Objectives

By the end of this lab, you will be able to:

1. Use the Friis free-space model to simulate how wireless signal strength changes with distance.

2. Compute SNR from simulation and interpret SNR values from both simulated and real data.

3. Analyze a real Wi-Fi trace and compare it with simulation results.

4. Reflect on why theoretical predictions and real-world measurements differ.

Part I – MATLAB Simulation of Free-Space Path Loss (2 Marks)

In this part, you’ll simulate signal strength and SNR using the Friis equation. The user equipment (UE) is modeled as moving toward and away from an access point in four stages:

•    1→20 m (UE moves away)

•   20→ 1 m (UE comes closer)

•    1→20 m (UE moves away again)

•   20→ 1 m (UE returns)

Task 1 – Friis Model and Parameter Exploration (1 Mark)

The Friis equation is implemented in the MATLAB template provided. Your tasks are:

•   Complete the code by setting the transmitter and receiver antenna gains (assume isotropic antennas).

•   Run the code to generate Free-Space Path Loss (FSPL), Pr (received signal strength), and SNR values

•   Verify that FSPL increases by about 6 dB each time the distance doubles.

Experiment by varying parameters (frequency, transmit power, noise floor, antenna gains) and

•   Observe how signal strength and SNR change and comment briefly on the affects you observe.

Note on Parameter Exploration:

In your MATLAB (i.e., `.mlx`) submission, include at least two additional runs where you vary parameters (e.g., frequency, transmit power, noise floor). For each variation:

•   Add extra code cells with the modified parameter values and show the corresponding FSPL, signal strength, and SNR.

•   Write a short text comment (2–3 sentences) under each cell explaining what effect you observed.

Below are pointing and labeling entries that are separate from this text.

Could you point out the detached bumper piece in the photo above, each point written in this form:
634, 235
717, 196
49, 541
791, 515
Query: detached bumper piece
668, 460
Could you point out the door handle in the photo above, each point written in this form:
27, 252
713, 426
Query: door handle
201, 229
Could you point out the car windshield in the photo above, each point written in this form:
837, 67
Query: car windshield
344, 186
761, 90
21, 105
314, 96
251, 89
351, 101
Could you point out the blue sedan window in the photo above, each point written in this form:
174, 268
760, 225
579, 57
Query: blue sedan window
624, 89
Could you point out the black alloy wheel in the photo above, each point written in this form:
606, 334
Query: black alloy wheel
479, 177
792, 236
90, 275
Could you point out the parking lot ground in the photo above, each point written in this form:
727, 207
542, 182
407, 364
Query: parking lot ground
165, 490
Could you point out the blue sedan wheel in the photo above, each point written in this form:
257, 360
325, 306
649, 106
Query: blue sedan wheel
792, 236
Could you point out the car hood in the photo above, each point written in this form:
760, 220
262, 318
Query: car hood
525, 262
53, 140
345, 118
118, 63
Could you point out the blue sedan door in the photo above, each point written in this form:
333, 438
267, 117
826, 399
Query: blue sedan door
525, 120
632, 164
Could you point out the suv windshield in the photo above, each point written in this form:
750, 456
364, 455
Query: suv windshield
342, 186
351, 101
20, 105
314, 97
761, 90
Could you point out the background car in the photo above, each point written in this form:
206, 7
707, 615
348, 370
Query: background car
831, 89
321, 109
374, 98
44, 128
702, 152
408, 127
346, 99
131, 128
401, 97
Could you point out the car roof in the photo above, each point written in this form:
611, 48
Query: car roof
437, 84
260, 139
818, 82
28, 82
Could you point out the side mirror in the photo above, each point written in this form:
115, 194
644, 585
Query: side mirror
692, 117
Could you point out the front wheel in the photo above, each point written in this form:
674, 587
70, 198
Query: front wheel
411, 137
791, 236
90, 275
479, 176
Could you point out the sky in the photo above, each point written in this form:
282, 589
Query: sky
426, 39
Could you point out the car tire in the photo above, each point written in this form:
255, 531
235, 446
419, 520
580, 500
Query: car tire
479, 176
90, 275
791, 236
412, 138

This ensures your parameter exploration is visible in the single `.mlx` file you submit.

•   Note on Fluctuations:

In reality, wireless signals are never perfectly stable. Even if the UE stays still, the measured signal strength varies slightly due to various factors.  To mimic this, the MATLAB code adds small random fluctuations:

•   Transmit power varies by about [0-2] dB.

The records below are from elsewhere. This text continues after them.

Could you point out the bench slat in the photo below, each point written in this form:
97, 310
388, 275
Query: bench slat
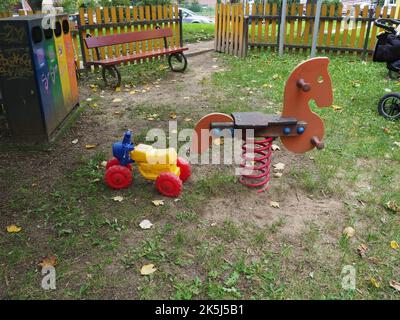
134, 57
103, 41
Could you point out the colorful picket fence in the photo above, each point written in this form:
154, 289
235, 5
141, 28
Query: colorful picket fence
231, 30
117, 20
350, 30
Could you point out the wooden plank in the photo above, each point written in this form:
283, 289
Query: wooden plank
354, 31
129, 29
337, 29
83, 33
240, 35
162, 25
236, 33
216, 28
122, 30
224, 8
273, 29
346, 29
299, 24
291, 23
307, 28
361, 38
143, 44
177, 35
321, 33
106, 13
260, 22
267, 23
253, 23
171, 16
372, 39
330, 25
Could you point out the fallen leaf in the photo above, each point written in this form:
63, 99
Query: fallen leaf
48, 262
375, 283
274, 204
395, 285
13, 229
279, 166
393, 206
349, 232
158, 202
218, 141
394, 245
118, 198
277, 174
362, 249
275, 147
336, 108
145, 224
147, 269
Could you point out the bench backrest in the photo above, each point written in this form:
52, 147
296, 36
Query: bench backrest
103, 41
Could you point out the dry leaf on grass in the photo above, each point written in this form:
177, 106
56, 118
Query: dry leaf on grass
48, 262
375, 283
394, 245
393, 206
118, 198
158, 202
147, 269
275, 147
274, 204
349, 232
279, 166
362, 250
395, 285
145, 224
13, 229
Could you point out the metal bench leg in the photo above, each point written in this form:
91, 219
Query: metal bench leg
111, 76
177, 62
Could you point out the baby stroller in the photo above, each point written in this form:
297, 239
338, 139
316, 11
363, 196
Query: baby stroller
387, 49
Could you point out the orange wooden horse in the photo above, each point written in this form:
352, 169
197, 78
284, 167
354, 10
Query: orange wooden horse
299, 128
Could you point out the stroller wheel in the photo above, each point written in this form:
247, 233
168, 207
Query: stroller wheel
394, 75
389, 106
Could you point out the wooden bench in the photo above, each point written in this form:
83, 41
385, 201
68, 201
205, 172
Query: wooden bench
108, 64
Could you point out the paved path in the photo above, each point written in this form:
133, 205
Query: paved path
199, 47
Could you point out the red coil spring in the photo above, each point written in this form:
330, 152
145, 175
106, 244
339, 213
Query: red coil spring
256, 153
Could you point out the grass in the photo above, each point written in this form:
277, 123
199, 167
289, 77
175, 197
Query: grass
100, 248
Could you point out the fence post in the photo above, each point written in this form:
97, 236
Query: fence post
282, 30
370, 15
316, 28
180, 29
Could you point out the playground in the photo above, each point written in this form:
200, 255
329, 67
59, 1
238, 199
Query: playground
327, 213
219, 239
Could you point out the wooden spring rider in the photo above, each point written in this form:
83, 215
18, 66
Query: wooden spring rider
299, 128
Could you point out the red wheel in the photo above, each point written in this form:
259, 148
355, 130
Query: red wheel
184, 165
169, 184
118, 177
115, 162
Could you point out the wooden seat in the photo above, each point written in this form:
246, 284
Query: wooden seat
109, 63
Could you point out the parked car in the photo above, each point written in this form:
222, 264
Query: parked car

•   Noise floor varies by about [0-1] dB.

This makes the simulated plots look closer to real Wi-Fi measurements and prepares you for comparison with the real trace in Part II.

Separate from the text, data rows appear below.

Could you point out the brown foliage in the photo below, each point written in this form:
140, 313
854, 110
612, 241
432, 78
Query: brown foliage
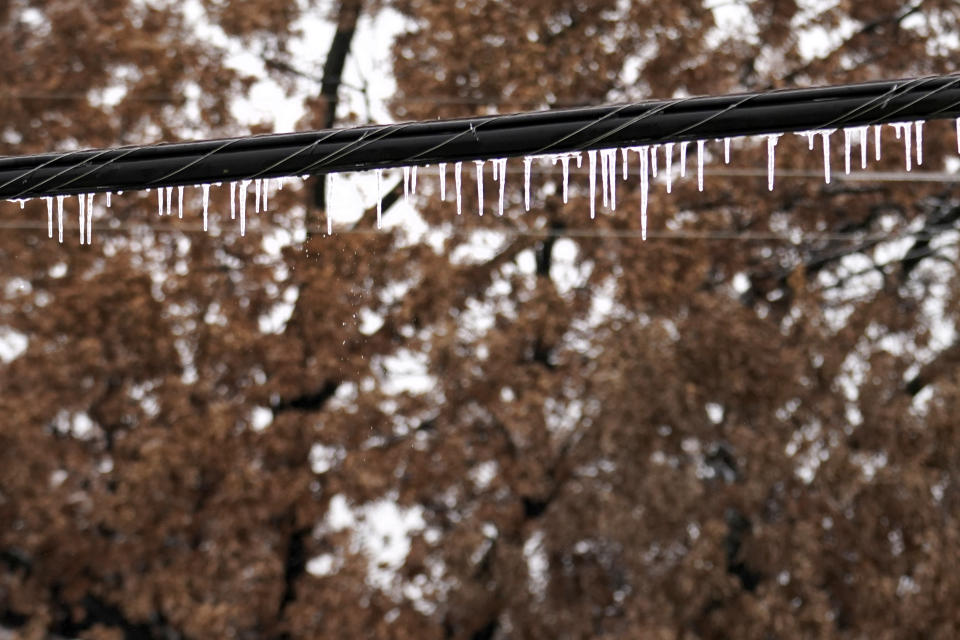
701, 437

Task 2 – Plot Signal Strength and SNR (1 Mark)

Generate plots for Signal Strength and SNR versus packet index using the provided MATLAB template.

After generating the plots, answer briefly:

•   How does signal strength change as the UE moves away from and closer to the AP?

•   How does SNR behave compared to signal strength?

•   What do the fluctuations in the plots represent?

Part II – Real Wi-Fi Trace Analysis (2 Marks)

Note on Wi-Fi Beacons and the Trace File:

In Wi-Fi networks, access points (APs) regularly transmit beacon frames to announce their presence  and network parameters. These beacons are sent at fixed intervals (typically every 100 ms) and can be captured using tools such as Wireshark.

For this lab, you are provided with a Wi-Fi trace file containing beacon frames from a single AP with SSID `COMP4336`. Each beacon in the trace includes:

•    Signal Strength (dBm) measured at the receiver,

•    Signal-to-Noise Ratio (SNR, dB).

Since beacons are broadcast at regular intervals, they provide a convenient way to study how received signal strength and SNR vary as the UE (user equipment) moves away from and back toward the AP.

Now we’ll analyze a Wi-Fi trace collected in a real experiment where a laptop moved away from and toward a WiFi hotspot in the same pattern as in Part I.

Task 1 – Extract Signal Strength and SNR from Beacon Data to CSV (0.5 Marks)

First, use Wireshark to filter beacon frames and export the signal strength and SNR into a CSV file ('COMP4336_lab2.csv'). You will then run the MATLAB code in the provided template to perform a sanity check, ensuring that the data has been correctly extracted from Wireshark.

The MATLAB code essentially loads the Wireshark-exported CSV file, into a table, checks that the required columns ('Signal strength (dBm)' and 'Signal/noise ratio (dB)') are present and displays the first few rows. If the file is missing or in the wrong format, the code provides an error message. This step is a sanity check to ensure the data was exported correctly before moving on to numeric conversion in Task 2.